There are more than 5,300 members of the Academy of Motion Picture Arts and Sciences, and it appeared every last one of them was milling about fashionably on or near the red carpet. And, of course, on the phone.
They were now and again infiltrated by platoons of uniformed functionaries, such as the all-female red-vested limo greeters and the all-male white-smocked food service team, one of whom toted a box of clear plastic Purity Wrap, you would suppose in the event Jack Nicholson wanted to wrap up a sandwich to take home.
Eventually a woman in a black dress and a camerman walked down the carpet to determine whether they could get the crowd fired up. This seemed a needless mission, since the bleachers were filled largely with Americans, and if there's one thing you can count on in this culture, it's that people will appear really excited when you point a TV camera at them. Because, mostly, they are.

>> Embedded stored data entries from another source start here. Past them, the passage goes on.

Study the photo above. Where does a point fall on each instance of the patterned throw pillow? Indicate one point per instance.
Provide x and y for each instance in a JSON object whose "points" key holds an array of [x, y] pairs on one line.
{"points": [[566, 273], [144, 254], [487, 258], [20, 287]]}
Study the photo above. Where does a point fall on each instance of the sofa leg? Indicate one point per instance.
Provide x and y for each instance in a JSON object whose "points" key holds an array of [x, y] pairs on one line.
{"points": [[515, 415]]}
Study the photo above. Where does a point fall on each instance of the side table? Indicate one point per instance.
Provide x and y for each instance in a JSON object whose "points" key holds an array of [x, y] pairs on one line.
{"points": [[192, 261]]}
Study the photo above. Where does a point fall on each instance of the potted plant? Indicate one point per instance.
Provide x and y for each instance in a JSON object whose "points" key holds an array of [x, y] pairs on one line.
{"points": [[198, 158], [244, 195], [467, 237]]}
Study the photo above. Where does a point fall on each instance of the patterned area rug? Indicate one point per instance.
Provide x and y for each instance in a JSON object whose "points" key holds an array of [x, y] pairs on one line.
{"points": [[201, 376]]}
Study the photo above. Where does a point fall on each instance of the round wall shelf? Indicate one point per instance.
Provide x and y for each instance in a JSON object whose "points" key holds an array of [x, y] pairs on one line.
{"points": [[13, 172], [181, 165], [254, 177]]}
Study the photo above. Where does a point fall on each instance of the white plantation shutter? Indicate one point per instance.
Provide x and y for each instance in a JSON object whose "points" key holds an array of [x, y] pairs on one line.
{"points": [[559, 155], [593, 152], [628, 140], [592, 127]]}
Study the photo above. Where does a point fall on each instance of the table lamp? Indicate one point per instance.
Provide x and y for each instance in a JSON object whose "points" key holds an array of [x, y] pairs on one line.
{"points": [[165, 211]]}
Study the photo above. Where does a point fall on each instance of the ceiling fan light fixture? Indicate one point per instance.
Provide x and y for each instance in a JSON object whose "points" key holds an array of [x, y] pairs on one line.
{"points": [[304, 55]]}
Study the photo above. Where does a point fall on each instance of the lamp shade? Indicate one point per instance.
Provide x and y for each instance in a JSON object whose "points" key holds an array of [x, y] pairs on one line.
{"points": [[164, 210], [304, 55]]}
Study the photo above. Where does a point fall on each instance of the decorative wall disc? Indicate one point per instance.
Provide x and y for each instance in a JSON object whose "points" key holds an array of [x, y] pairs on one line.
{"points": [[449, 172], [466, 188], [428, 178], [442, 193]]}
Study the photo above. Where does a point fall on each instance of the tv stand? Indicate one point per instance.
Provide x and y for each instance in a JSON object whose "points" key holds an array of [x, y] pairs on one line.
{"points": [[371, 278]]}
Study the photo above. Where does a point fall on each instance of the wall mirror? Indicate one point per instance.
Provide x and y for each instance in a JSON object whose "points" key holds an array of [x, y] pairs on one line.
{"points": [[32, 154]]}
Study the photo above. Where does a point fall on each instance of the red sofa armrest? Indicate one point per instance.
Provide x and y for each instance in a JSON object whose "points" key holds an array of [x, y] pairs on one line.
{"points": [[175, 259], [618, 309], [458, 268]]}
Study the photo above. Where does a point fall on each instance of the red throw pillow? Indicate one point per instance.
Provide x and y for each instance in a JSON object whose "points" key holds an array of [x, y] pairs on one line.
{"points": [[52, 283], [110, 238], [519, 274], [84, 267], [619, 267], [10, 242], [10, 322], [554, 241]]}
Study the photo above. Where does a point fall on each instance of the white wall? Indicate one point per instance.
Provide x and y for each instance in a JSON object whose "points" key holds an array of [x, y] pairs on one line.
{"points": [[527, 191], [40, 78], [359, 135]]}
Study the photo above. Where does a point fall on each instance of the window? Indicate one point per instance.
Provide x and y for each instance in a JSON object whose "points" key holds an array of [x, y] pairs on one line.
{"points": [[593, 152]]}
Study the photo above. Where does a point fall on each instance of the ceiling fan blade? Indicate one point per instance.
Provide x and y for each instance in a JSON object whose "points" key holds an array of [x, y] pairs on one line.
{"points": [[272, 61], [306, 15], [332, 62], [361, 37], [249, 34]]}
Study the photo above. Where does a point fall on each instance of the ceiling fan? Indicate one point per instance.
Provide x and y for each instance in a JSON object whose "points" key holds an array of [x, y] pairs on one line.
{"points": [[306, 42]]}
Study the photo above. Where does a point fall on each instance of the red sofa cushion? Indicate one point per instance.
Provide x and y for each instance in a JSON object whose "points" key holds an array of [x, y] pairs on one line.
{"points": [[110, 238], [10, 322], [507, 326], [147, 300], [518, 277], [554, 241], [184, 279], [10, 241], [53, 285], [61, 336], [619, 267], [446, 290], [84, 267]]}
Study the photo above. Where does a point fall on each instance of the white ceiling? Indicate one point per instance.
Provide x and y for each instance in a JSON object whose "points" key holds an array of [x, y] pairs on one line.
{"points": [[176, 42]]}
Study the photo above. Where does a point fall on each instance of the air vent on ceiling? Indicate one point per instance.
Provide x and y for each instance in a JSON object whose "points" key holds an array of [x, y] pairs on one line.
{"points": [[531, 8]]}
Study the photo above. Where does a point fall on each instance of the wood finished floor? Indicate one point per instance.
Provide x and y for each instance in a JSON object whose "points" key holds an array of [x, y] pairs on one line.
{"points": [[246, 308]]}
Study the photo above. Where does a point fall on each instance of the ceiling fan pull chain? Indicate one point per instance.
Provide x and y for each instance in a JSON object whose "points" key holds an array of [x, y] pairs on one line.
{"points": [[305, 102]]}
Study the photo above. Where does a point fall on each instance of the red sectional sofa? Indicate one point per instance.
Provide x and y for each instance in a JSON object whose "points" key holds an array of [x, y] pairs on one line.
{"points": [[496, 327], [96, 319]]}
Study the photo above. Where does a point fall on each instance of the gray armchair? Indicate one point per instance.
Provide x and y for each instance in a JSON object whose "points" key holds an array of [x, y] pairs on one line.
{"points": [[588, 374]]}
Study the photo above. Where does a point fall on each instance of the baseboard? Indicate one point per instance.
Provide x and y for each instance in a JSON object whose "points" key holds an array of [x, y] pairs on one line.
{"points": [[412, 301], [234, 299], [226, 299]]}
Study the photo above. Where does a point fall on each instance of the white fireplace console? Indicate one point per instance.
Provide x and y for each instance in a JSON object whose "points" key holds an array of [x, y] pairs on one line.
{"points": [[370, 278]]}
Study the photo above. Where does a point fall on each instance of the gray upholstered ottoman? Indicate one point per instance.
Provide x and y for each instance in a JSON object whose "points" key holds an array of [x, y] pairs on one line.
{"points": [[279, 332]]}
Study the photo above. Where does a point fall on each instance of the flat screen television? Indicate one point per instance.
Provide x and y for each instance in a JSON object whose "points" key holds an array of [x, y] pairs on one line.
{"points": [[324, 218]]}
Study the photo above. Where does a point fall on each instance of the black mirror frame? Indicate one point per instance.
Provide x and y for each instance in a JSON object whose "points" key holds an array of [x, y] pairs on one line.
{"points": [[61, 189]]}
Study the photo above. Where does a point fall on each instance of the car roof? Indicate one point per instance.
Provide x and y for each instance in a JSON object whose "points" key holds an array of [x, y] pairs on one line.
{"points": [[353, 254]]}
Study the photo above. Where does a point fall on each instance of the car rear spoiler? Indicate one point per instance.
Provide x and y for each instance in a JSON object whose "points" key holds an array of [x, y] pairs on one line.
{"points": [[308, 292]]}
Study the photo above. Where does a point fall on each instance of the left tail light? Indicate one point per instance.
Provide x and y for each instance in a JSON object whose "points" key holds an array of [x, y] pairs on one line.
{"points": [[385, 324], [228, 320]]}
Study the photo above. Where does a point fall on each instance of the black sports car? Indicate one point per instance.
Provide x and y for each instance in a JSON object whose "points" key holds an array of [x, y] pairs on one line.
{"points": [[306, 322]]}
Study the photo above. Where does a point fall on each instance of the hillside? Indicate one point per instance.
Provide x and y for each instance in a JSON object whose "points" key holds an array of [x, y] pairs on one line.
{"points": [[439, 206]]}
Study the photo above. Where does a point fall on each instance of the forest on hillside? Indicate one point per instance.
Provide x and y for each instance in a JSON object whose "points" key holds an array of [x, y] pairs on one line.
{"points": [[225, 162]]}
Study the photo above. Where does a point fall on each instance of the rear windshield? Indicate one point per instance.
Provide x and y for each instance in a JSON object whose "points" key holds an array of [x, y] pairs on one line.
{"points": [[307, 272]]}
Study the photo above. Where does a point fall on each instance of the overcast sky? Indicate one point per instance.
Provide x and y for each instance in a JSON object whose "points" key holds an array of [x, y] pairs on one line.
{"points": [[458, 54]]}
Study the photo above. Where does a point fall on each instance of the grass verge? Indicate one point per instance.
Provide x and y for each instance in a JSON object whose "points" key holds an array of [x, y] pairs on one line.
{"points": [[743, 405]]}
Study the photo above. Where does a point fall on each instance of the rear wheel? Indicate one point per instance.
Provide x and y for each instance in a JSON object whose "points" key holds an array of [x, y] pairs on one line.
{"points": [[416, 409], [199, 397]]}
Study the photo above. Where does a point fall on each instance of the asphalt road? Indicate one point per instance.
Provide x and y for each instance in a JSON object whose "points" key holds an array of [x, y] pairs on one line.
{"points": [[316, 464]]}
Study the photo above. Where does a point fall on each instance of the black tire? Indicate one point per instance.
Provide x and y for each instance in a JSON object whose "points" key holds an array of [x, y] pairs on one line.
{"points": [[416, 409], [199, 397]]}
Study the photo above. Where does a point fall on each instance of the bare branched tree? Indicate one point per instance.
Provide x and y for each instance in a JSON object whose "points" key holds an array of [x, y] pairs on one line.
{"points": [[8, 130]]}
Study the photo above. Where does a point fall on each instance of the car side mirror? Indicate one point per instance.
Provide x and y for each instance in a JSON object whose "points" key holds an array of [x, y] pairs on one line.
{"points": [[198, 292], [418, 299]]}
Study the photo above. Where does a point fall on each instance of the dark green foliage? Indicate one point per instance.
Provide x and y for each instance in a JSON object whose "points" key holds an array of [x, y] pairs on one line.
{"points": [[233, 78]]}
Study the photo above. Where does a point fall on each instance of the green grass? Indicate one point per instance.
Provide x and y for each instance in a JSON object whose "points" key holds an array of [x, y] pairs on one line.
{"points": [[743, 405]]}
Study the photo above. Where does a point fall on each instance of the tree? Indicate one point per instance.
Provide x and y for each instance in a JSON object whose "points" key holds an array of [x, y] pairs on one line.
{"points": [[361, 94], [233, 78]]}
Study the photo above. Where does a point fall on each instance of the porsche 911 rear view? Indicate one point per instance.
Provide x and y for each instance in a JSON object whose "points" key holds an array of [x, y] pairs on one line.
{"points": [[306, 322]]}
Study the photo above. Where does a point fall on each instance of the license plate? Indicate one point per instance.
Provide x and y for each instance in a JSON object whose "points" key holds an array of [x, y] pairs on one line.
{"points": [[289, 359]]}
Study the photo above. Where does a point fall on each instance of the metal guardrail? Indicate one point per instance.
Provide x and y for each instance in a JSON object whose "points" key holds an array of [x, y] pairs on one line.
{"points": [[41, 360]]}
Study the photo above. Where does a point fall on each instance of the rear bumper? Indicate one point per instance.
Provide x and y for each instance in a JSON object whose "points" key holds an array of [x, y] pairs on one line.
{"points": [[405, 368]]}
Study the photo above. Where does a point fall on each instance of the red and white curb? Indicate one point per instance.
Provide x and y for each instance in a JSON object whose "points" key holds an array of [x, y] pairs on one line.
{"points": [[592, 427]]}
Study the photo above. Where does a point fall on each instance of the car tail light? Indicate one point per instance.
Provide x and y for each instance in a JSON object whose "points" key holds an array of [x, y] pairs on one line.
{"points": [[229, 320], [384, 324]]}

When it was almost time for the stars to start arriving -- not the big ones, Kevin Spacey probably hadn't even taken a shower yet -- it had begun to become evident just who was who among the real people by their relative location. Generally, the proclivity of any particular individual to engage in idolatry outside these 72nd annual Academy Awards was directly proportional to their proximity to the red carpet.
The closest, in the first row of the bleachers, were a half dozen people wearing red "bleacher creature" T-shirts. These were the folks who began camping here a week ago, only to be shooed by authorities. Something about an ordinance like, no camping in a school zone night after night just to get a look at Meryl Streep. They were given bleacher tickets and told to come back on the weekend, and they turned out in full throated support of everyone who even looked like they might be anyone, including Joan Rivers, who, by the way, got sliced in the Los Angeles Times for being the inventor of the Take Your Daughter To Work And Just Keep Her There program.
But out on the street, not everybody in a crowd that was eight-deep behind police barriers had come to praise Oscar, but rather to harry him. Chicanos demonstrated from a the position closest to the limo arrivals, carrying placards urging "More Chicanos On TV And In The Movies!"
Up Jefferson maybe 50 yards, "The Cider House Rules," an understated abortion rights film nominated for best picture, was being scalded by pro-life activists with their large, graphic pictures of aborted fetuses. "Cider House Reeks" read a large sign.
Around the block on 32nd Street though, Zan remained the man farthest from Oscar idolatry.
"Look at the films this year," he said evenly. " 'American Beauty.' The villain is a retired military officer, retired honorably I presume, and he is so despondent over a brief homosexual advance that he winds up killing his neighbor, while the hero is someone who drops out of the American system and smokes marijuana with a young neighbor boy, who is a dealer.
"And that has a chance to win the Academy Award! I mean, I am the only one this bothers?"